Submitted by Matthew Bothwell on Thu, 25/09/2025 - 11:32
A new study led by an international team, including researchers at the Institute of Astronomy, has been selected as an Editor’s Suggestion in Physical Review D -- a distinction awarded to only a small fraction of papers judged by the journal to be particularly important, interesting, and well written.
The research explores how energy released by the growth of black holes and stars (which astronomers call “feedback") reshapes the gas inside galaxies and clusters, leaving tell-tale signatures on the large-scale structure of the Universe.

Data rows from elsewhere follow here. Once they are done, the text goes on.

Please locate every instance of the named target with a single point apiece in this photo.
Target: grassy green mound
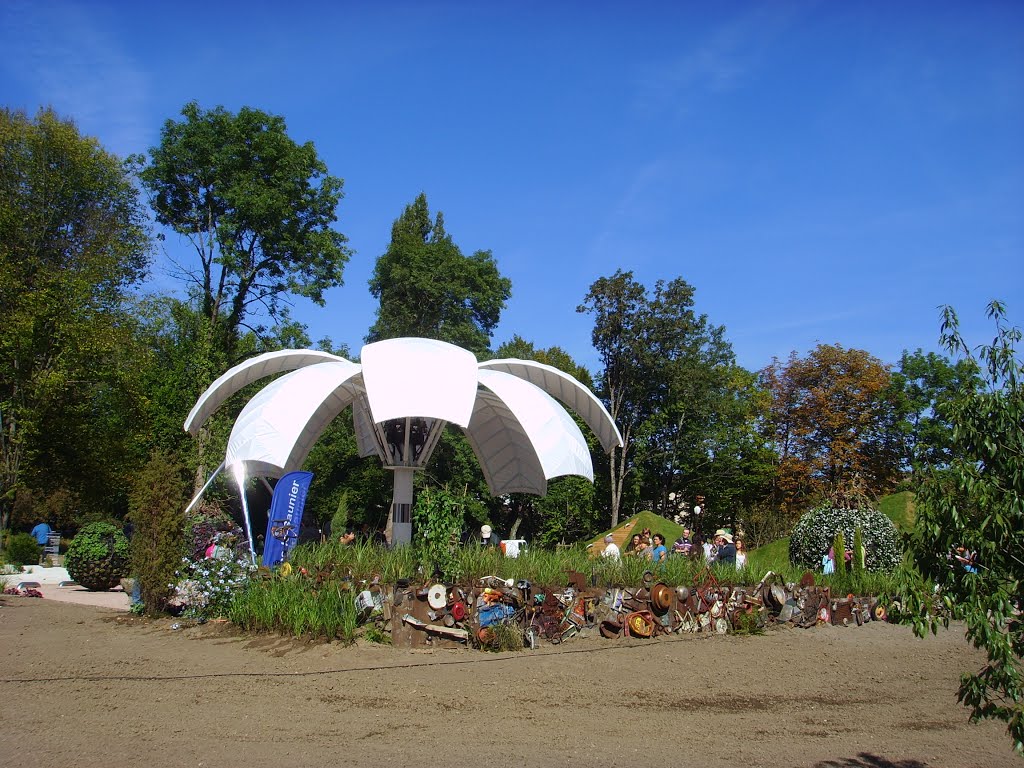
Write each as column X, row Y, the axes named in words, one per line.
column 898, row 508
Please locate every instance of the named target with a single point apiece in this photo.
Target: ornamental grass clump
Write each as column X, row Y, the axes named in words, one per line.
column 817, row 530
column 98, row 557
column 23, row 550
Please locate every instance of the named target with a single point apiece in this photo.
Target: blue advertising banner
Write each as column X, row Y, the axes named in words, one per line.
column 286, row 516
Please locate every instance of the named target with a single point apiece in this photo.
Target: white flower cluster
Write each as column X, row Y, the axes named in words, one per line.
column 815, row 531
column 207, row 587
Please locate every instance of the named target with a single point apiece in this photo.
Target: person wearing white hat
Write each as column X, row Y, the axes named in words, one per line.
column 610, row 548
column 487, row 538
column 726, row 549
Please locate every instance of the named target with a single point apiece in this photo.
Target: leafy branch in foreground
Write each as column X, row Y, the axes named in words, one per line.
column 969, row 538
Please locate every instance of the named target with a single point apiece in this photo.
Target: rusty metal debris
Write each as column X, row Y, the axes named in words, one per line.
column 494, row 610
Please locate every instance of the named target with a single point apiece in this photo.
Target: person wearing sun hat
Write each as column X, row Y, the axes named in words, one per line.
column 726, row 549
column 487, row 538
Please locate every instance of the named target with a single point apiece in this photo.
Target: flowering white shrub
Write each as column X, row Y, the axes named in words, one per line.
column 206, row 587
column 815, row 531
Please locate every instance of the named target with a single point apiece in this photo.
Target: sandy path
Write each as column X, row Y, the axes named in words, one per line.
column 92, row 687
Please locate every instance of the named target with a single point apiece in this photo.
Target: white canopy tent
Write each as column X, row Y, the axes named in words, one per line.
column 402, row 394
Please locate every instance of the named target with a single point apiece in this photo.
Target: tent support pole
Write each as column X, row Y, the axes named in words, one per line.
column 203, row 489
column 245, row 512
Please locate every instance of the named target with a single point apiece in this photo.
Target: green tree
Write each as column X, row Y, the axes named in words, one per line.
column 924, row 386
column 977, row 504
column 158, row 501
column 73, row 243
column 257, row 209
column 833, row 421
column 427, row 288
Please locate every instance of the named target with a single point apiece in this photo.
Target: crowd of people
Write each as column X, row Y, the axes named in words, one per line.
column 721, row 548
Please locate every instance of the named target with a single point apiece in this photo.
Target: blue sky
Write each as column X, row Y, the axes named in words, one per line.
column 819, row 172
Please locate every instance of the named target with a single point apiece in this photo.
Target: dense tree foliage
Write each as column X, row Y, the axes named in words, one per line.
column 924, row 387
column 682, row 404
column 833, row 422
column 428, row 288
column 73, row 242
column 256, row 207
column 157, row 513
column 972, row 508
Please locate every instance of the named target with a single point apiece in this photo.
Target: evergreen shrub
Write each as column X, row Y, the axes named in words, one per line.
column 98, row 556
column 23, row 550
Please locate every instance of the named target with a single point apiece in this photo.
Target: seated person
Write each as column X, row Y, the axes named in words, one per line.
column 658, row 552
column 683, row 545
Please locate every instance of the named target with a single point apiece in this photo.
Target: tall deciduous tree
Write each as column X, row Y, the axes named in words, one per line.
column 832, row 421
column 257, row 209
column 73, row 242
column 977, row 504
column 660, row 361
column 925, row 386
column 428, row 288
column 567, row 512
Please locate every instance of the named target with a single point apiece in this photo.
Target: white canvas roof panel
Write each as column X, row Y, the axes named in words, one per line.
column 419, row 377
column 567, row 389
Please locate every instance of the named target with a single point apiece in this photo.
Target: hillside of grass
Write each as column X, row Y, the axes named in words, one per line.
column 899, row 509
column 774, row 556
column 656, row 523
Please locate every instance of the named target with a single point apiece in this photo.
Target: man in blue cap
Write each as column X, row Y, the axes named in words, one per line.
column 42, row 535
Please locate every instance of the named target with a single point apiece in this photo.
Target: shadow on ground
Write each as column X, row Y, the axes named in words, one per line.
column 866, row 760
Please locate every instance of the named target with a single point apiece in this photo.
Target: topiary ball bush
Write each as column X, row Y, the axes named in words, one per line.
column 98, row 558
column 814, row 534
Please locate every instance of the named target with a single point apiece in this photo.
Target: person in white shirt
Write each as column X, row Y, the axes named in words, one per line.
column 740, row 554
column 610, row 548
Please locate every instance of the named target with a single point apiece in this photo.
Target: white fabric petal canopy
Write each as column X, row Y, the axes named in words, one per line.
column 278, row 427
column 565, row 388
column 521, row 436
column 419, row 377
column 246, row 373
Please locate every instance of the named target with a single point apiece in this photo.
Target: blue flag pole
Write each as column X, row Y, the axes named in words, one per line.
column 285, row 517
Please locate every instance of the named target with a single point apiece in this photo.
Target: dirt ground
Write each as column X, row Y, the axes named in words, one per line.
column 86, row 686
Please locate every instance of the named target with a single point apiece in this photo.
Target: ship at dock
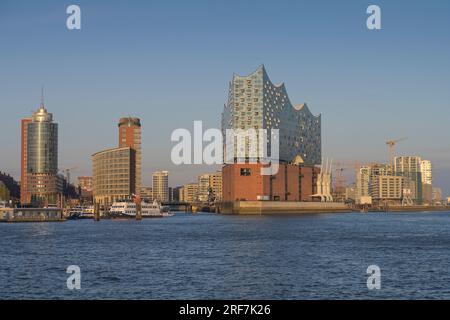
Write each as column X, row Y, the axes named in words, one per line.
column 129, row 209
column 81, row 212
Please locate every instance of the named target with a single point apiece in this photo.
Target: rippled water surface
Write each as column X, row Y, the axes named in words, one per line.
column 208, row 256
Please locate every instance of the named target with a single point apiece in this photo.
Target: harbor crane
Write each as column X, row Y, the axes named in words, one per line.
column 67, row 172
column 391, row 149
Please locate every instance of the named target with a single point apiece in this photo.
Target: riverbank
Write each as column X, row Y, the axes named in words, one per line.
column 279, row 207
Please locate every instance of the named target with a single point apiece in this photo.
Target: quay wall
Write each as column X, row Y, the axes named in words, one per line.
column 280, row 207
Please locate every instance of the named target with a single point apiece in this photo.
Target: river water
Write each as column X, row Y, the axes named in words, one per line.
column 210, row 256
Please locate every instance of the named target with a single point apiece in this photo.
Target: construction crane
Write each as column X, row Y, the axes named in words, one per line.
column 67, row 171
column 391, row 149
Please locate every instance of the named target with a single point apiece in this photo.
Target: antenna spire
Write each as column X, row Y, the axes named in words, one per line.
column 42, row 96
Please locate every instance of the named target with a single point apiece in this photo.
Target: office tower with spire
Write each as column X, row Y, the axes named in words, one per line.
column 130, row 136
column 41, row 183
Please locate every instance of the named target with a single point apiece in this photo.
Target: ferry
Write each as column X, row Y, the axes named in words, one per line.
column 127, row 209
column 81, row 212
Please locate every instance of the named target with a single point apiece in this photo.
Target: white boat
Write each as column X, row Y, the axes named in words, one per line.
column 127, row 209
column 81, row 212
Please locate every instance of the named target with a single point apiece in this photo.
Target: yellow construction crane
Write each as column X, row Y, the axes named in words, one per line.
column 391, row 149
column 67, row 172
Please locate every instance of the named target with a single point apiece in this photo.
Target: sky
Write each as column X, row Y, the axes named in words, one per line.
column 169, row 63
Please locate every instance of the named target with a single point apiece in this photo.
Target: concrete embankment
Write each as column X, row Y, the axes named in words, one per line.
column 410, row 209
column 279, row 207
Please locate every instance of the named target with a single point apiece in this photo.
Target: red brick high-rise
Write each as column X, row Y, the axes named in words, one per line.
column 24, row 194
column 130, row 136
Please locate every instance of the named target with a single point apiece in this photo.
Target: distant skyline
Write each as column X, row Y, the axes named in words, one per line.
column 169, row 63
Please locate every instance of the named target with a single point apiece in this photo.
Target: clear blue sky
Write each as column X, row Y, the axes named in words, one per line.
column 169, row 63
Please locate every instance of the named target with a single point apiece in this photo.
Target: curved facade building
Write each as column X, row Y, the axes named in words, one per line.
column 42, row 143
column 254, row 102
column 130, row 136
column 43, row 184
column 113, row 175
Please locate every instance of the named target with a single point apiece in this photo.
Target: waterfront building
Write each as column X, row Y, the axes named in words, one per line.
column 177, row 196
column 161, row 186
column 215, row 183
column 147, row 194
column 350, row 193
column 43, row 185
column 203, row 187
column 387, row 189
column 4, row 192
column 114, row 175
column 170, row 194
column 85, row 189
column 244, row 182
column 130, row 136
column 254, row 102
column 189, row 193
column 24, row 194
column 362, row 182
column 427, row 172
column 437, row 196
column 85, row 183
column 410, row 168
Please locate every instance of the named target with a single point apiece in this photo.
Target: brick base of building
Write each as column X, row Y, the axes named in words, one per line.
column 244, row 182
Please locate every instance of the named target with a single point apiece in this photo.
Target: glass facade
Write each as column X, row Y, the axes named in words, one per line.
column 43, row 184
column 42, row 148
column 113, row 174
column 254, row 102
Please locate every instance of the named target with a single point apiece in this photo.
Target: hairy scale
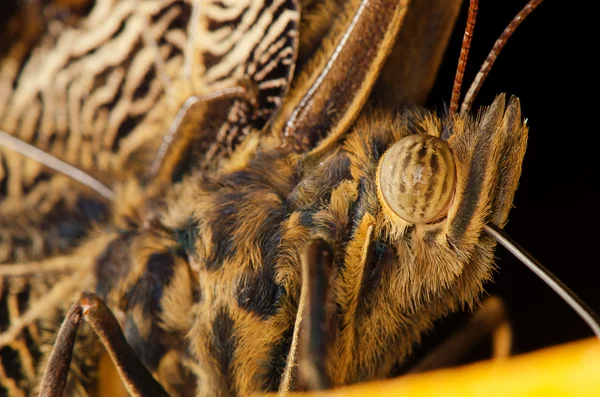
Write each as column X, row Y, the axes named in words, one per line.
column 204, row 274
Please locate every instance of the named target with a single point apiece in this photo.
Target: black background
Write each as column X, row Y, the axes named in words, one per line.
column 548, row 63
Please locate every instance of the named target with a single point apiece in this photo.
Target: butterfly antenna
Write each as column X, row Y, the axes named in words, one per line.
column 491, row 58
column 553, row 282
column 52, row 162
column 464, row 55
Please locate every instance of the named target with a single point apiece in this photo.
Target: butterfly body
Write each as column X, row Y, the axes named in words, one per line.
column 202, row 265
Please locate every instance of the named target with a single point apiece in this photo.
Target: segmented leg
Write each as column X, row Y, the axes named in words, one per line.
column 136, row 378
column 316, row 274
column 309, row 345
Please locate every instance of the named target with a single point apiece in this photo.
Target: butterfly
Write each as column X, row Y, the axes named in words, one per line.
column 186, row 244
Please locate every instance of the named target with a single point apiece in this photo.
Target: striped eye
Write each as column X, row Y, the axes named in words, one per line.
column 416, row 179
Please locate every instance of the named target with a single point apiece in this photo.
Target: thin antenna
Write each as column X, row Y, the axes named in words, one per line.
column 52, row 162
column 562, row 290
column 464, row 55
column 491, row 58
column 169, row 137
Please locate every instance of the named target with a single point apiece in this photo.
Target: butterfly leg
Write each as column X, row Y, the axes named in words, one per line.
column 310, row 340
column 135, row 376
column 489, row 319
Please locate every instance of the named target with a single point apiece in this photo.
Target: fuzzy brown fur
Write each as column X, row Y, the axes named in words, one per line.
column 203, row 269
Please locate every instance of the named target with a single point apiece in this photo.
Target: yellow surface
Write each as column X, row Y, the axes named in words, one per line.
column 568, row 370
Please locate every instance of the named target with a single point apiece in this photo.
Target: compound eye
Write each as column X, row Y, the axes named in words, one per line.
column 416, row 178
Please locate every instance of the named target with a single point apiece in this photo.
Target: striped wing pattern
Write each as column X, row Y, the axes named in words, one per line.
column 99, row 92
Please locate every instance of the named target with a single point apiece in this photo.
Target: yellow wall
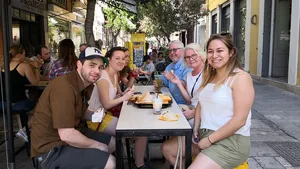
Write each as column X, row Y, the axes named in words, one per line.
column 298, row 75
column 213, row 4
column 254, row 37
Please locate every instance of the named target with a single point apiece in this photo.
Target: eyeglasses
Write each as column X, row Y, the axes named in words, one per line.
column 173, row 50
column 102, row 67
column 193, row 56
column 224, row 34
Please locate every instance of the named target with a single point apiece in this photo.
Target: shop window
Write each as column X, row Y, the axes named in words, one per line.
column 214, row 24
column 225, row 19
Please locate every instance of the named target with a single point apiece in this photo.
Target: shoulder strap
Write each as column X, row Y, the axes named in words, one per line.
column 232, row 79
column 17, row 66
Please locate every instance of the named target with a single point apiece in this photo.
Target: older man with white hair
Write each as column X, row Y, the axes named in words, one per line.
column 178, row 68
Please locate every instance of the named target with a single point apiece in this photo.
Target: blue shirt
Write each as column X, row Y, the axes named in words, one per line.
column 180, row 70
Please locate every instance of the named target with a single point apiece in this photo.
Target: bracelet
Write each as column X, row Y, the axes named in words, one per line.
column 209, row 140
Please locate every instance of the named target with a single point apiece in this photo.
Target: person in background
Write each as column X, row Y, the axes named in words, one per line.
column 178, row 68
column 43, row 54
column 58, row 136
column 82, row 47
column 148, row 69
column 66, row 61
column 127, row 76
column 105, row 95
column 223, row 114
column 160, row 62
column 153, row 55
column 195, row 58
column 160, row 58
column 21, row 73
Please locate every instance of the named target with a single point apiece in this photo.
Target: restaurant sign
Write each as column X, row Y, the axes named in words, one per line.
column 34, row 6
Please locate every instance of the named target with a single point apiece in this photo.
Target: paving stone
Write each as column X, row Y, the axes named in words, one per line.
column 271, row 138
column 253, row 164
column 269, row 163
column 283, row 162
column 288, row 150
column 274, row 117
column 261, row 149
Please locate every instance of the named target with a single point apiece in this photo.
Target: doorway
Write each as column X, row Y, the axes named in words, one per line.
column 282, row 26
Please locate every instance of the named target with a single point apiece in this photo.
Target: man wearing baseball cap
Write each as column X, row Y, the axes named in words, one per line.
column 58, row 136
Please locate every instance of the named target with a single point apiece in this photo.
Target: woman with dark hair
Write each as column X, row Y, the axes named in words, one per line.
column 127, row 76
column 21, row 73
column 66, row 61
column 223, row 113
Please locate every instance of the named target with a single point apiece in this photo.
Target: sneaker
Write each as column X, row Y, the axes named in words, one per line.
column 21, row 134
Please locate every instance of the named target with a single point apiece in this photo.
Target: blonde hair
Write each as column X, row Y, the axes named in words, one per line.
column 197, row 49
column 209, row 72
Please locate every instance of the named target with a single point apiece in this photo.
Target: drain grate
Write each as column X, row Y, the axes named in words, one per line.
column 288, row 150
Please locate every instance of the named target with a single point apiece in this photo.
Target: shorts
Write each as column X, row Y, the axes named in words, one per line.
column 68, row 157
column 230, row 152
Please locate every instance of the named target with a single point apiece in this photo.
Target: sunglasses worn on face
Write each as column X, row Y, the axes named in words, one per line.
column 173, row 50
column 224, row 34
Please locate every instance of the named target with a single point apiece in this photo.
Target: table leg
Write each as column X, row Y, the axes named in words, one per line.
column 119, row 157
column 188, row 148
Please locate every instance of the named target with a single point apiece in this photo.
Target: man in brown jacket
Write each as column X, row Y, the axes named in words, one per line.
column 58, row 138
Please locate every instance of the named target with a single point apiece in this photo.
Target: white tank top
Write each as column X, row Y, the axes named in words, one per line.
column 94, row 102
column 217, row 108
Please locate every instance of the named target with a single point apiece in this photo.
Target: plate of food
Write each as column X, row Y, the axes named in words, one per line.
column 135, row 95
column 145, row 100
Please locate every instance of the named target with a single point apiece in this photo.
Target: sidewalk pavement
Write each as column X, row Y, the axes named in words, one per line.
column 275, row 133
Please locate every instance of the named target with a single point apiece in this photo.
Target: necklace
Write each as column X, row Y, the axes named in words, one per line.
column 192, row 91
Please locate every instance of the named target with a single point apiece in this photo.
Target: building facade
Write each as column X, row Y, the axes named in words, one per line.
column 28, row 24
column 266, row 34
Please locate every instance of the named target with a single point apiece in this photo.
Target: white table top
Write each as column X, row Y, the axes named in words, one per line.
column 134, row 118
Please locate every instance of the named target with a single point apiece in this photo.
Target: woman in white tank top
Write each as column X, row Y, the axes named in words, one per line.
column 223, row 113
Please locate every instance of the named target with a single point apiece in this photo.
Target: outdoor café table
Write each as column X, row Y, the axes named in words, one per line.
column 137, row 122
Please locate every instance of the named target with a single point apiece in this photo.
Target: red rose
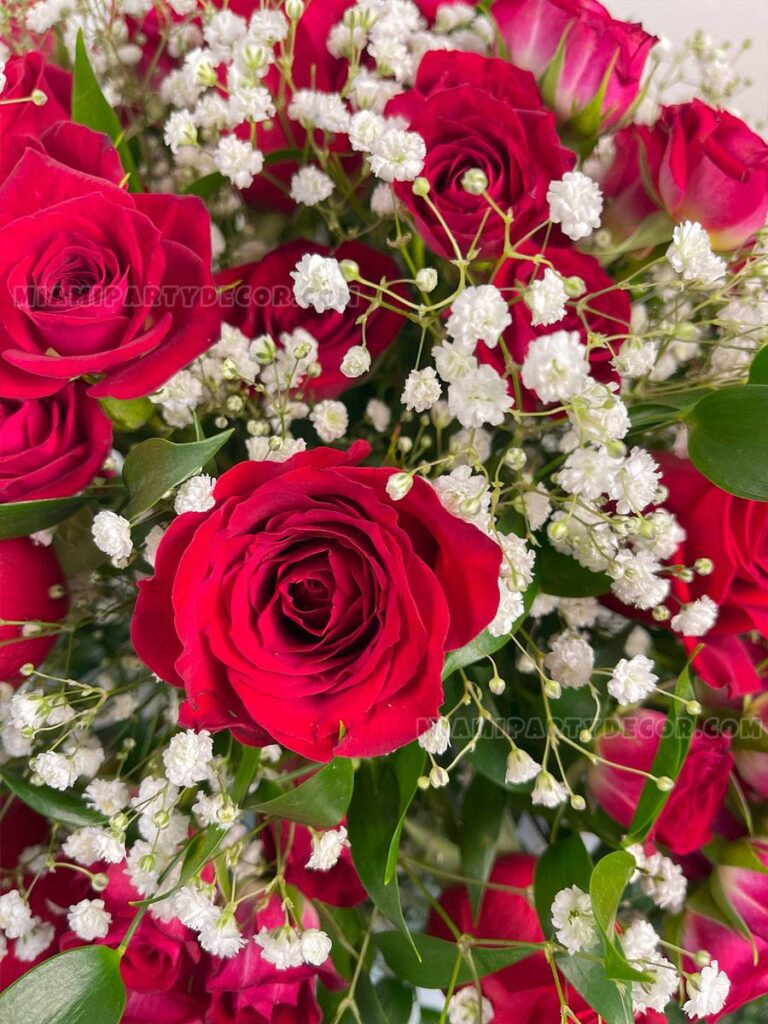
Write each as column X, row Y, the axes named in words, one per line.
column 248, row 988
column 685, row 822
column 735, row 955
column 733, row 532
column 22, row 121
column 69, row 143
column 51, row 446
column 475, row 112
column 263, row 303
column 96, row 281
column 582, row 55
column 525, row 992
column 695, row 164
column 308, row 607
column 608, row 312
column 28, row 571
column 162, row 955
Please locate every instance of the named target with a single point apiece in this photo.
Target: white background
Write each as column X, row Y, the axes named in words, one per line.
column 723, row 19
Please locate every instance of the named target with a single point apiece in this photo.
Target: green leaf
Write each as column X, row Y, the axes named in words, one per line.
column 565, row 863
column 612, row 1003
column 79, row 986
column 409, row 765
column 67, row 808
column 373, row 821
column 128, row 414
column 434, row 966
column 609, row 879
column 759, row 368
column 154, row 467
column 671, row 755
column 480, row 821
column 321, row 802
column 561, row 576
column 484, row 644
column 23, row 518
column 89, row 108
column 728, row 439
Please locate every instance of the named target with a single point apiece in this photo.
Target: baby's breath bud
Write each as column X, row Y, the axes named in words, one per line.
column 574, row 287
column 497, row 686
column 474, row 181
column 552, row 689
column 515, row 459
column 426, row 279
column 350, row 270
column 438, row 777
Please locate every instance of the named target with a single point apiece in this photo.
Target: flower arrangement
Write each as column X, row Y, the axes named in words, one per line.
column 383, row 516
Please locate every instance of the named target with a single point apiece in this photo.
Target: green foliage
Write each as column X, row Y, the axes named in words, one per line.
column 80, row 986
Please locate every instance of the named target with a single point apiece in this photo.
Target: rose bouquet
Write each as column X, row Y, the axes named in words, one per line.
column 383, row 516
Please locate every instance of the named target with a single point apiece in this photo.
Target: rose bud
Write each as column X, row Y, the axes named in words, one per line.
column 32, row 593
column 589, row 65
column 685, row 822
column 696, row 164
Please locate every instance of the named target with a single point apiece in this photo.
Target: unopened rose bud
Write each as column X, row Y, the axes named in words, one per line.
column 474, row 181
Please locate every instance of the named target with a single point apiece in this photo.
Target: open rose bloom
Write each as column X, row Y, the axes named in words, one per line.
column 383, row 516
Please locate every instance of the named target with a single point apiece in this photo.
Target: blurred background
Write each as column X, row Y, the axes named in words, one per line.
column 731, row 20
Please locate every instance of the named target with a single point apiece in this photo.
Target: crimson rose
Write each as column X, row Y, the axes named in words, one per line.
column 685, row 822
column 308, row 607
column 263, row 302
column 476, row 112
column 96, row 281
column 28, row 573
column 51, row 446
column 695, row 164
column 733, row 532
column 581, row 54
column 20, row 122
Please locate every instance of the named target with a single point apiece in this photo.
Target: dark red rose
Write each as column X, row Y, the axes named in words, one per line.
column 23, row 121
column 744, row 961
column 162, row 955
column 477, row 112
column 685, row 822
column 525, row 992
column 733, row 534
column 264, row 303
column 340, row 886
column 247, row 989
column 96, row 281
column 589, row 64
column 694, row 164
column 28, row 571
column 71, row 144
column 608, row 312
column 309, row 607
column 51, row 446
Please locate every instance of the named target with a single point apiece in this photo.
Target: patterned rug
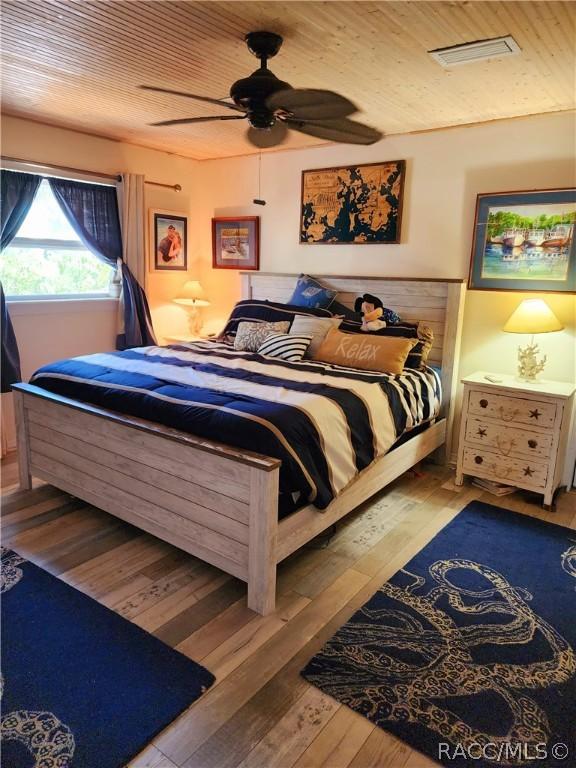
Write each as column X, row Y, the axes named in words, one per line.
column 467, row 653
column 82, row 687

Using the state-of-the-art FLAMINGO simulations, the team discovered that feedback is most effective in dark matter halos weighing in at a few trillion times the mass of the Sun, where it can drive gas far from galaxies. The most massive clusters, on the other hand, have strong enough gravity to eventually pull this material back in, meaning they are far less affected by these feedback effects. This new finding helps resolve tensions between different observational methods, such as X-ray surveys and measurements of the cosmic microwave background.
The study provides a powerful new framework for interpreting cosmological data and refining future measurements of dark matter, dark energy, and cosmic evolution. It highlights contributions from Professor Hiranya Peiris and Dr Anik Halder, both at Cambridge’s Institute of Astronomy, as part of the international collaboration.